Una notizia confermata dal suo principale oppositore, l’ex presidente, Luis Fernando Camacho secondo il quale "la polizia ed i militari lo stanno cercando nel Chapare, luogo dove si è nascosto" dopo che "i militari gli hanno tolto l'aereo presidenziale e lui si è nascosto". Morales ha raccontato anche di “gruppi violenti” che avrebbero preso d’assalto la sua abitazione. Anche se ha assicurato di essere pronto a rimanere nel Paese proprio nella zona tropicale di Cochabamba, dove ha iniziato la sua carriera politica e tuttora considerata la sua roccaforte, non è escluso che l'ormai ex presidente boliviano potrebbe essere indotto a rifugiarsi all'estero o nell'ambasciata messicana dove già sono riparati diversi suoi ministri e parlamentari dimissionari.

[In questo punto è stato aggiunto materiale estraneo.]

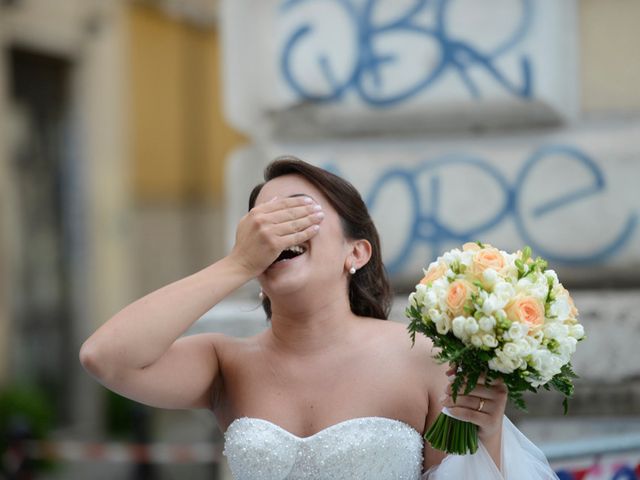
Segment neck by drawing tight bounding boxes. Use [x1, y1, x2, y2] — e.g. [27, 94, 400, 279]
[271, 296, 359, 355]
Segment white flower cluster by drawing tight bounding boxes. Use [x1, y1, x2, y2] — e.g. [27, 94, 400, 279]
[409, 243, 584, 387]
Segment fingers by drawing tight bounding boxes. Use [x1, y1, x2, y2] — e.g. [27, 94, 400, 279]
[446, 382, 507, 399]
[251, 195, 316, 213]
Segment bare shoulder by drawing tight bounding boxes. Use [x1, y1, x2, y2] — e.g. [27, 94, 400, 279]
[358, 319, 433, 363]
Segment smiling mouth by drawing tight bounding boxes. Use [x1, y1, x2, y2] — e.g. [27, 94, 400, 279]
[271, 245, 307, 265]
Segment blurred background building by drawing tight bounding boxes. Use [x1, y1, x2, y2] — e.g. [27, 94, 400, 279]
[0, 0, 640, 479]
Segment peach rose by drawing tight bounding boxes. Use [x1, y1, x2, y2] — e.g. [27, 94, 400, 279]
[420, 262, 448, 285]
[473, 247, 504, 278]
[447, 280, 473, 317]
[504, 297, 544, 327]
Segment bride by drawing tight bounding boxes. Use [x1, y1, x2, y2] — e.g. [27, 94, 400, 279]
[80, 157, 557, 480]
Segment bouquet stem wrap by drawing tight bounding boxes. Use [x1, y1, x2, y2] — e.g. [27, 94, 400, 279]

Il Messico infatti ha offerto asilo politico a Morales e a tutto il governo uscente tramite il ministro degli Esteri, Marcelo Ebra.  "Non ho ragioni per scappare dato che non ho rubato nulla. Il mio peccato è essere indigeno, dirigente sindacale, cocalero. Essere indigeno, antimperialista e di sinistra è il nostro peccato” ha dichiarato Morales a un giornale locale, avvertendo che se “capiterà qualcosa a me e a al vicepresidente, anche lui dimissionario, Garcia Linera, sarà colpa di Carlos Mesa e Luis Ferdinando Camacho”. Il riferimento è alle notizie di attacchi e saccheggi alle residenze di alcuni ex ministri e alla sede dell’ambasciata venezuelana a La Paz dove si riteneva si fossero rifugiati.

Dopo le dimissioni, il capo della polizia ha smentito il mandato di cattura per Morales ma nelle stesse ore, su orine della procura, gli agenti hanno arrestato la ex presidente e l’ex vicepresidente del Tribunale Supremo Elettorale (Tse), Maria Eugenia Choque e Antonio Costas, per le presunte frodi e i brogli legati alle elezioni presidenziali del 20 ottobre che avevano sancito la contestatissima rielezione di Morales.